October 31, 2016

One poem by Sudeep Adhikari

Mountains are Memories


Borrowing few pints of green loneliness
from the mountains of Baitadi
The road winds-unwinds, like a drunk.   
It keeps folding unto itself, underneath
the shades of UFOs
made of silver and skeletal clouds.

A blanket of sad vapors
slowly ascends
from the sleepless Mahakali,
just before the ghosts of evening find me.  

An unknown longing, an ache you
can’t name. The road and the traveler,
we both are haunted. We both are shapes of
question-marks, anxieties and bends. 

My boss asks the driver:
"How far is Darchula now?” I don't  
even want to know, I don't want to
make a sound. The silence is too
God, too frail to touch.  

[Baitadi, Darchula: The far-western Nepal;
Mahakali: One of the largest rivers of Nepal]


SUDEEP ADHIKARI, from Kathmandu Nepal, is professionally a PhD in Structural-Engineering.
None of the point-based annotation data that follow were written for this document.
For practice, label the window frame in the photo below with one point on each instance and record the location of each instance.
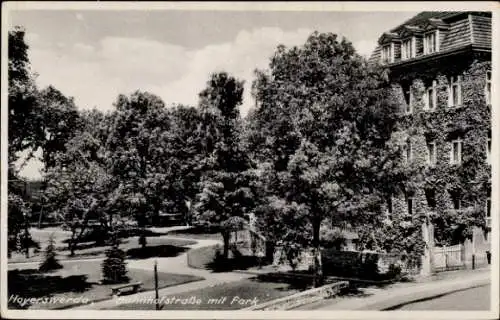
(432, 87)
(454, 161)
(408, 48)
(409, 104)
(431, 158)
(408, 151)
(431, 35)
(488, 151)
(390, 52)
(487, 87)
(409, 205)
(454, 82)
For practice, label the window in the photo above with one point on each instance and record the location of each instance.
(408, 154)
(408, 98)
(409, 202)
(455, 92)
(431, 43)
(389, 206)
(387, 53)
(488, 212)
(431, 97)
(488, 208)
(456, 152)
(456, 202)
(430, 195)
(488, 151)
(431, 154)
(408, 49)
(487, 89)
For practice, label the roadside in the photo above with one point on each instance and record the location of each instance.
(395, 295)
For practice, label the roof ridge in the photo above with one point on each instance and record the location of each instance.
(426, 15)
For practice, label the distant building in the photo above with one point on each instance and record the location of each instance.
(440, 68)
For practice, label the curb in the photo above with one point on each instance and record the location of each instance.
(393, 303)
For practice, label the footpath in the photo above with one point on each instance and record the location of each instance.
(372, 298)
(176, 264)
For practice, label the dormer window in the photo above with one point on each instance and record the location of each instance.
(455, 92)
(387, 53)
(431, 96)
(408, 48)
(408, 96)
(431, 43)
(487, 88)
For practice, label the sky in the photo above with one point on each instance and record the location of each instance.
(95, 55)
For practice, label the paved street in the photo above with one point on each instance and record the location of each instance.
(471, 299)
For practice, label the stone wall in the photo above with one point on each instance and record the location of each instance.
(356, 264)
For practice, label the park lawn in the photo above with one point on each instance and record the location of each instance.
(204, 258)
(156, 246)
(80, 280)
(195, 233)
(227, 296)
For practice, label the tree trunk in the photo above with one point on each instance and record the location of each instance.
(318, 270)
(225, 237)
(72, 242)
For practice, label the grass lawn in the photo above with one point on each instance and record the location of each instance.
(227, 296)
(196, 233)
(156, 246)
(203, 258)
(79, 280)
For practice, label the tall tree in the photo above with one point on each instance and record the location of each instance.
(58, 121)
(225, 194)
(22, 94)
(322, 123)
(80, 186)
(140, 123)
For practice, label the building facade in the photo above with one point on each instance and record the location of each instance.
(440, 70)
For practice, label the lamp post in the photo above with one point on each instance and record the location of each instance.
(26, 232)
(157, 300)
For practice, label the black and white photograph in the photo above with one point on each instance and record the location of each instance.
(268, 159)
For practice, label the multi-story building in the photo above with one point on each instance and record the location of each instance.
(440, 68)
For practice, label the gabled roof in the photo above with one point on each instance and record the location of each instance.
(388, 36)
(424, 16)
(460, 29)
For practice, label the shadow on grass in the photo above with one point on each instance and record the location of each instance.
(293, 283)
(235, 263)
(31, 283)
(155, 251)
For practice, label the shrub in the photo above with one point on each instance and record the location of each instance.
(50, 262)
(114, 268)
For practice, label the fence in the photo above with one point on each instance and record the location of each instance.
(468, 255)
(449, 258)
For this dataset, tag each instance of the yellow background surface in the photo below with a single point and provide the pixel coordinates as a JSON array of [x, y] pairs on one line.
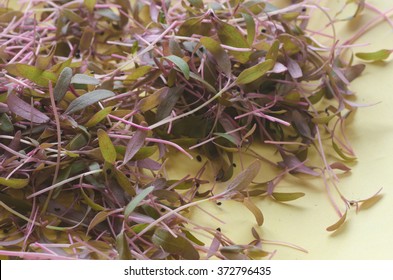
[[365, 235]]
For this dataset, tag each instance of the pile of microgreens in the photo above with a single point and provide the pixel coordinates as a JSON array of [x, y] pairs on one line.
[[95, 97]]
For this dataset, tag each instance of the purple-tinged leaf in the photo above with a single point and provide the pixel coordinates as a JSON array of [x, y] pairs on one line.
[[25, 110], [231, 36], [219, 54], [135, 144], [181, 64], [294, 69], [301, 124], [374, 56], [287, 196], [14, 183], [63, 82], [107, 149], [250, 25], [89, 4], [255, 72], [3, 108], [293, 163]]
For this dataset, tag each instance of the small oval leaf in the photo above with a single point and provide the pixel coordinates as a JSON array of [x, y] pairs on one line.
[[62, 84], [244, 179], [107, 149], [14, 183], [181, 64], [255, 72], [25, 110], [136, 200]]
He lives in Kathmandu with his wife and family and works as an Engineering-Consultant.  His poetry has found place in many online literary journals/ magazines, the recent being Kyoto (Japan), Scarlet Leaf Review (Canada), Red Fez (USA), Zombie Logic Review (USA), Uneven Floor (Australia), Dark Matter Journal (USA) and Open Mouse (Scotland).